Bertheau, a Seattle native and UC Davis graduate, could not be reached for comment.
The move comes at a time of great upheaval for Chateau Ste. Michelle and the entire Washington wine industry. Chateau Ste. Michelle has struggled with sales in recent years and has been cancelling grape contracts. In November, former Treasury Wine Estates chief David Dearie took over as CEO, an unusual move for a company that usually promoted from within.
Allen Shoup was CEO of Chateau Ste. Michelle for nearly two decades; he hired Ted Baseler to be marketing director in 1984, and Baseler succeeded him as CEO in 2000, staying in the job until 2018.
The company was bought in 2009 by Altria, the tobacco giant that also owns Philip Morris. When Baseler retired, Altria promoted Philip Morris senior VP of human resources Jim Mortensen to replace him. Dearie is now the second CEO in three years after two in 34 years.
Dearie’s time at Treasury wasn’t exactly a rousing success: a 2014 story by the Melbourne, Australia Herald Sun said Dearie “was handed a $1.3 million golden parachute after being ousted from the company on the back of a disastrous performance in the group’s US division”. But even though Dearie spent less than two years running Treasury, he did gain relevant experience with declining sales, as Treasury was forced to destroy $35 million in unsold, deteriorating cheap wine in July 2013. Chateau Ste Michelle similarly was forced to write off some unsellable inventory last year.
The wider impact
Vicki Scharlau, executive director of the Washington Winegrowers Association, said that Chateau Ste. Michelle’s problems are reflective of wine industry problems all up and down the West Coast. Washington, like California, was overplanted at a time when it seemed like wine sales would rise steadily forever. But international wine sales began dropping several years ago and domestic sales had gone flat before the pandemic, especially in the lower-priced wines where Chateau Ste. Michelle had always overdelivered on quality. Now, even some formerly prized vineyards in Washington have been plowed over and replanted to carrots.
“There are companies retooling up and down the coast. This is not a Washington problem. This is a West Coast problem,” Scharlau told Wine-Searcher. “Ste. Michelle is incredibly important to the state of Washington. They have always been a key player. They have always been a partner for the industry. If they are retooling, we’ll all feel it.

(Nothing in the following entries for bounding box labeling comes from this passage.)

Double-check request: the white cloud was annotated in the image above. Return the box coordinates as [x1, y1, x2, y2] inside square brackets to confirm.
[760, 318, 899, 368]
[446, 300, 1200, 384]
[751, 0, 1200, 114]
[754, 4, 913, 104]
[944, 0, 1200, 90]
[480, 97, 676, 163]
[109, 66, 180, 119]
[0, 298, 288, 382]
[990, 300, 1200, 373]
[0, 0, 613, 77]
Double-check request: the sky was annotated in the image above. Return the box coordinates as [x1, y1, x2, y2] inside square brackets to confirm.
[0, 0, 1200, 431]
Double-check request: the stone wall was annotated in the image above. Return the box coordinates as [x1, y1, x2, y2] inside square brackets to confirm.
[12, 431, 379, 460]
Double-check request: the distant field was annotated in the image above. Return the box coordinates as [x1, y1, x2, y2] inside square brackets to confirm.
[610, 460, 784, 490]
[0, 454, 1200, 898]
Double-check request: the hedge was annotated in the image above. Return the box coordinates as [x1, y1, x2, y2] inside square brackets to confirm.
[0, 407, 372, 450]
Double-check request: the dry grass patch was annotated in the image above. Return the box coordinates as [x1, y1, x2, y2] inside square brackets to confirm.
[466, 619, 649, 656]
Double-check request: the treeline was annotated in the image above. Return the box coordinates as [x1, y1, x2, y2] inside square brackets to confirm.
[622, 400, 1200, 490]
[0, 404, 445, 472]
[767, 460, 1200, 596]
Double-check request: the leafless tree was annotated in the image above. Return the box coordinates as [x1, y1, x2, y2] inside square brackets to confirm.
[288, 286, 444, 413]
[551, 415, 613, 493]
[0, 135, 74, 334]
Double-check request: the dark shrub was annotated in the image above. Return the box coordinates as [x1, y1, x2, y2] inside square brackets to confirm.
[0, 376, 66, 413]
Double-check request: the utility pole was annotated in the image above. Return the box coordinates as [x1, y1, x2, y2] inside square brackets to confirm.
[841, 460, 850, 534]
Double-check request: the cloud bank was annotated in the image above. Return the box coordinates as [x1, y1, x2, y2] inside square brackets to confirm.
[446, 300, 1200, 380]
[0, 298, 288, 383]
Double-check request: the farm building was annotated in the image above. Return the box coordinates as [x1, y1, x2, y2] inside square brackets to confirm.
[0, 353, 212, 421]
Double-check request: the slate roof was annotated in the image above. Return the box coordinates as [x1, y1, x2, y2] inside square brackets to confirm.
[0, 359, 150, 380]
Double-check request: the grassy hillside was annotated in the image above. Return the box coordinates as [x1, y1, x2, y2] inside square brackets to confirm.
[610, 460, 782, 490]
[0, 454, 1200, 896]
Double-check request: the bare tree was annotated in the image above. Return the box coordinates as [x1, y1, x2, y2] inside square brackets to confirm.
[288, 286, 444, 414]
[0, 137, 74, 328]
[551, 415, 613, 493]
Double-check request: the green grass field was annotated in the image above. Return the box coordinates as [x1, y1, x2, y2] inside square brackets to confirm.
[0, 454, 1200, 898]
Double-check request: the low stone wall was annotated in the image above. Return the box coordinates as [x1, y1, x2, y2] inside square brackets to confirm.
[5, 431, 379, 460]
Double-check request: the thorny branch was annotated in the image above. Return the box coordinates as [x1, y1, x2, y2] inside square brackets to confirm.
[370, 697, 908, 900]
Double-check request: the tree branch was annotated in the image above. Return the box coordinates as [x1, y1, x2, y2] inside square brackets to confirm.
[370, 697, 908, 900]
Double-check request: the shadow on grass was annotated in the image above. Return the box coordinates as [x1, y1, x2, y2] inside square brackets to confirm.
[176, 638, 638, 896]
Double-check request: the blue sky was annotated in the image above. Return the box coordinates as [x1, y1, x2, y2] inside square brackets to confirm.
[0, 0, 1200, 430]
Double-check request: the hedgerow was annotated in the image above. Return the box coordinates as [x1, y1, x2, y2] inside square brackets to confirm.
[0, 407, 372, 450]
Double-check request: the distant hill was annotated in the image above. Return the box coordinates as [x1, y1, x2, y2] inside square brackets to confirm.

“I think the industry has really done some deep introspection on where we are but also where the future is: where the trends are, what consumers are doing, and the shift that has been coming because of Covid,” Scharlau said. “We don’t operate as Washington state. We operate as an industry. When the market pivots, we all have to move.”
On Wednesday, new chief winemaker Oca, a native of Argentina whose appointment has not yet been formally announced, tweeted: “It’s important for leaders to be both strategic planners and strategically agile. Strategic agility refers to gathering insights and redefining value propositions. Strategic agility is about creating situational awareness via market trends. #Leadership.”
Pennington said that Ste. Michelle is looking for “fresh perspective” from its new head winemakers.
“I don’t think that’s uncommon in a number of creative fields,” Pennington told Wine-Searcher. “Katie has, both through her work with Charles and with us, developed her own perspective that will help us in a new and interesting way. Winemaking is a creative endeavor and she brings her own perspective to it. Women have distinct palates from men. It will be interesting to see how that is reflected in the wines.”
Pennington said the company is not announcing any large changes to its product lineup.
“We continue to be one of the global champions of Riesling,” Pennington said. “We continue to explore the challenging breadth of what Washington offers as well. We have been in a changing position with our leadership. Through that transition we haven’t been as vocal and public as we have been previously. We’re settled in now and looking forward to getting back to being more public.”